6.2 Proof strategy for Proposition 6.3

We turn our attention to the proof of Proposition 6.3, which finds a high-probability bound on the time it takes for all but one cluster to collapse. Heuristically, if there are only two clusters, separated by a distance $\rho _1$ , then one of the clusters will lose all its particles to the other cluster in $\log \rho _1$ steps (up to factors depending on n), due to the harmonic measure and escape probability lower bounds of Theorems 4 and 5. This heuristic suggests that, among k clusters, we should observe the collapse of some cluster on a timescale which depends on the smallest separation between any two of the k clusters. Similarly, at the time the $\ell ^{\text {th}}$ cluster collapses, if the least separation among the remaining clusters is $\rho _{\ell +1}$ , then we expect to wait $\log \rho _{\ell +1}$ steps for the $(\ell +1)^{\text {st}}$ collapse.

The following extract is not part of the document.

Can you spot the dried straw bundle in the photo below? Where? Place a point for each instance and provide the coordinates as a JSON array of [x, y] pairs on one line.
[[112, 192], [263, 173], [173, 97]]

If the timescale of collapse is small relative to the separation between clusters, then the pairwise separation and diameters of clusters cannot appreciably change while collapse occurs. In particular, the separation between any two clusters cannot significantly exceed the initial diameter d of the configuration, which suggests an overall bound of order $(\log d)^{1+o_n(1)}$ steps for all but one cluster to collapse, where the $o_n (1)$ factor accounts for various n-dependent factors. This is the upper bound that we establish.